By converting, the upper limit reference potential and lower limit reference potential of A/D conversion are changed to follow the average value of the video signal, and as a result, AGC is applied so that the amplitude of the video signal is almost constant. Since it is possible to perform A/D conversion around the average value of the video signal,
When the gradation is not sufficient, it is possible to make the most of the gradation and improve the contrast.

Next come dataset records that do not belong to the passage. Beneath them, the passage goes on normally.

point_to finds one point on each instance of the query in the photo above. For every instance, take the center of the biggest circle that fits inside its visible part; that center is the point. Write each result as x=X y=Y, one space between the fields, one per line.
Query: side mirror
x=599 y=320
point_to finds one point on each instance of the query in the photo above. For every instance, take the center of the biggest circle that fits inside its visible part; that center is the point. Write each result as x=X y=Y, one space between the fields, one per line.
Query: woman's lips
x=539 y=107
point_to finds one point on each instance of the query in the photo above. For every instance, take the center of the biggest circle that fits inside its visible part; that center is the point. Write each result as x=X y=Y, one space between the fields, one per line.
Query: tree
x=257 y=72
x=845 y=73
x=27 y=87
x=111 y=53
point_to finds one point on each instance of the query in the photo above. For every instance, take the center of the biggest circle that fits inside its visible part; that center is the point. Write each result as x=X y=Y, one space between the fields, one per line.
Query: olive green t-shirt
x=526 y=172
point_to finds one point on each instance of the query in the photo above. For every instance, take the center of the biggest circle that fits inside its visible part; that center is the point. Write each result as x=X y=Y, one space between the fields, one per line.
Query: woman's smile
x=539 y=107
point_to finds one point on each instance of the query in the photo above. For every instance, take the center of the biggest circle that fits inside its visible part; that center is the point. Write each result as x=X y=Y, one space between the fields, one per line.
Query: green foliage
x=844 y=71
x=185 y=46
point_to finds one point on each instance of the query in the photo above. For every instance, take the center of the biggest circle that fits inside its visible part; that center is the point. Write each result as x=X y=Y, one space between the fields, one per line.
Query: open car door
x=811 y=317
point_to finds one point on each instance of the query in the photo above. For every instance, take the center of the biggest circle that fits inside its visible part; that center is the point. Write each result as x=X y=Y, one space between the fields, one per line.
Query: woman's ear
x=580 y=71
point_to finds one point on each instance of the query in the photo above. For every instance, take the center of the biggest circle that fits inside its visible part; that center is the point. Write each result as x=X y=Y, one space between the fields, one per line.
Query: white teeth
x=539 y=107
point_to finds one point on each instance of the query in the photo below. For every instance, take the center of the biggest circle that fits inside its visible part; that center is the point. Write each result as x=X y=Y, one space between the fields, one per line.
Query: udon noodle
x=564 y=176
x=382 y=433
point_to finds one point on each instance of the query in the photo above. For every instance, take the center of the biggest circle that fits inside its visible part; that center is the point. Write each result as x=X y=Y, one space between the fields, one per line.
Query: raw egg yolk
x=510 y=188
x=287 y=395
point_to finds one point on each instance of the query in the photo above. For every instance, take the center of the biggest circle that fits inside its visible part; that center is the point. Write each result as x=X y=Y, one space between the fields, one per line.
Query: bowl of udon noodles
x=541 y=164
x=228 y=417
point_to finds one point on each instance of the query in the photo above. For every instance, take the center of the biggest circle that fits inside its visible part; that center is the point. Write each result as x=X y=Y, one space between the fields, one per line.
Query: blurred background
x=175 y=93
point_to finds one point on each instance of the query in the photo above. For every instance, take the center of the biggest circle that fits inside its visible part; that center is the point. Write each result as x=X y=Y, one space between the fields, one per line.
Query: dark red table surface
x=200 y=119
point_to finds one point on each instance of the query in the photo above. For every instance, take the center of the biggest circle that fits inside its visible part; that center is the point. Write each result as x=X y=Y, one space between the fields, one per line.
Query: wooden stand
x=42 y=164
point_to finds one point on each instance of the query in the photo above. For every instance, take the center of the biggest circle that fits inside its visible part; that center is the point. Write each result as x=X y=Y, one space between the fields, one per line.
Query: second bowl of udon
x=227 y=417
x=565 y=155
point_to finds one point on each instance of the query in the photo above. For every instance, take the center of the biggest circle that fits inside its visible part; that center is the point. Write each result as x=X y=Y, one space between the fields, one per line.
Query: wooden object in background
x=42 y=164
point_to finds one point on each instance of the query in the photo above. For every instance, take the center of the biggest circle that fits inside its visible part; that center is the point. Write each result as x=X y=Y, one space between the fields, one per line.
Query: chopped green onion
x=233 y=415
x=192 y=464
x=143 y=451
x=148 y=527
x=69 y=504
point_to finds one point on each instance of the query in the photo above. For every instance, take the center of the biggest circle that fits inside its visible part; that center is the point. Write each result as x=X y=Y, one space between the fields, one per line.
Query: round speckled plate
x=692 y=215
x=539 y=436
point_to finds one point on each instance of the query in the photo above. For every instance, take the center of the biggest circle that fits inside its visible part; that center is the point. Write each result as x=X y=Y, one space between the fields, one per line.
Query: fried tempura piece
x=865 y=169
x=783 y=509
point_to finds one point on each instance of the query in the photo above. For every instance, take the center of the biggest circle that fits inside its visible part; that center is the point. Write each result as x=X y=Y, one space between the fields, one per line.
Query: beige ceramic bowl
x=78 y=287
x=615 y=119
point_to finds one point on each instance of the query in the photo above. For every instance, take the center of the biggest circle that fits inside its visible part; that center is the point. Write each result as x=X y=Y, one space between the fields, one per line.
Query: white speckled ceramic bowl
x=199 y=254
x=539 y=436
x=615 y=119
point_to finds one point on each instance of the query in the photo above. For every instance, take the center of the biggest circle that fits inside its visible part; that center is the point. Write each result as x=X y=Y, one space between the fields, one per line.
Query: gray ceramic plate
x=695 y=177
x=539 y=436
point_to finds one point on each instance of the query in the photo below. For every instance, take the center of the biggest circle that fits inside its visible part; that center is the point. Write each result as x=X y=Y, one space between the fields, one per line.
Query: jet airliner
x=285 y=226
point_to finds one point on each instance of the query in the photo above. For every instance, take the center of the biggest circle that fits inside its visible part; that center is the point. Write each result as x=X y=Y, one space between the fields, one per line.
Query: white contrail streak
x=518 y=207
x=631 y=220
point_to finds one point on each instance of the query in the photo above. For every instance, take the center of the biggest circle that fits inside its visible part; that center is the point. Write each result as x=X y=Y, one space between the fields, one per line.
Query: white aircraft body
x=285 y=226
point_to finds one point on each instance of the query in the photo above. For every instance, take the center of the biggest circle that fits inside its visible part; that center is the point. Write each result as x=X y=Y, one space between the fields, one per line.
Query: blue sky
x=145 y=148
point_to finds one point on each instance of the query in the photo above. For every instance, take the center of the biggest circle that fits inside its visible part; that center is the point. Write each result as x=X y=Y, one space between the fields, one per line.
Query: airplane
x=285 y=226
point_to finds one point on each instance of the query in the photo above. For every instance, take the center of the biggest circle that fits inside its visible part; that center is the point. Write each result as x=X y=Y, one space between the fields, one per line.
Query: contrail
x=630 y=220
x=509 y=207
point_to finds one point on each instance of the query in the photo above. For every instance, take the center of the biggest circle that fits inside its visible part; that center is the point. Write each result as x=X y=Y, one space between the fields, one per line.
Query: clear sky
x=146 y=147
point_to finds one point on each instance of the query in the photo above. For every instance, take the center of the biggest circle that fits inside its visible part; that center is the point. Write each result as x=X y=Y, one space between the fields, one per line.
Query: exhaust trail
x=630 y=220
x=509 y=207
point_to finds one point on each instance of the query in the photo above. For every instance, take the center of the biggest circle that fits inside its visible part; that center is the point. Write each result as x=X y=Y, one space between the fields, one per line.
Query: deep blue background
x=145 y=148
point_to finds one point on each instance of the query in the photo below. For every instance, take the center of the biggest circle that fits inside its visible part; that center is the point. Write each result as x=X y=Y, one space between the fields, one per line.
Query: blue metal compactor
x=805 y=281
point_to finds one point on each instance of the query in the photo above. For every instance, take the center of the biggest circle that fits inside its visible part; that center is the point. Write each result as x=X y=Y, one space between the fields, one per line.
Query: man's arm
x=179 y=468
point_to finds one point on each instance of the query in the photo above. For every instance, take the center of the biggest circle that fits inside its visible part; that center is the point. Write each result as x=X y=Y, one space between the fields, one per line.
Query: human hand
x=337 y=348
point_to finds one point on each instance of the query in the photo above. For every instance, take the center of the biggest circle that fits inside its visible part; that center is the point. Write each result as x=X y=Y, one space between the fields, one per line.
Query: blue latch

[Brief explanation of drawings]

1 to 4 show an embodiment of this invention, in which FIG. 1 is a circuit configuration diagram, FIG. 2 is a signal waveform diagram for explaining the operation when the amplitude of the video signal is large, and FIG. Figure 3 is a signal waveform diagram for explaining the operation when the amplitude of the video signal is small, Figure 4 is a diagram showing the A/D converter, and Figure 5 is a signal waveform diagram for explaining the conventional operation. be. 1...A/D converter, 11...Input terminal, 12
a, 12b...power line, 13...control circuit,
14a...+power line 4 line, 14b...-power line 4 line.

Claims (1)

[Scope of utility model registration request] an A/D converter that A/D converts a video signal between an upper limit reference potential and a lower limit reference potential; an amplification factor control means that variably controls an amplification factor so that the amplitude of the video signal is approximately constant; The video signal input via the amplification factor control means is input to the midpoint, and resistance is divided between this midpoint and a predetermined high potential to obtain the upper limit reference potential, and the voltage between this midpoint and a predetermined low potential is obtained. resistor dividing means for obtaining the lower limit reference potential by dividing the potential between the resistor and the resistor; A/D conversion is performed between the upper limit reference potential and the lower limit reference potential obtained by the dividing means, so that the area around the average value of the video signal whose amplitude is approximately constant is A/D converted. A/D conversion device.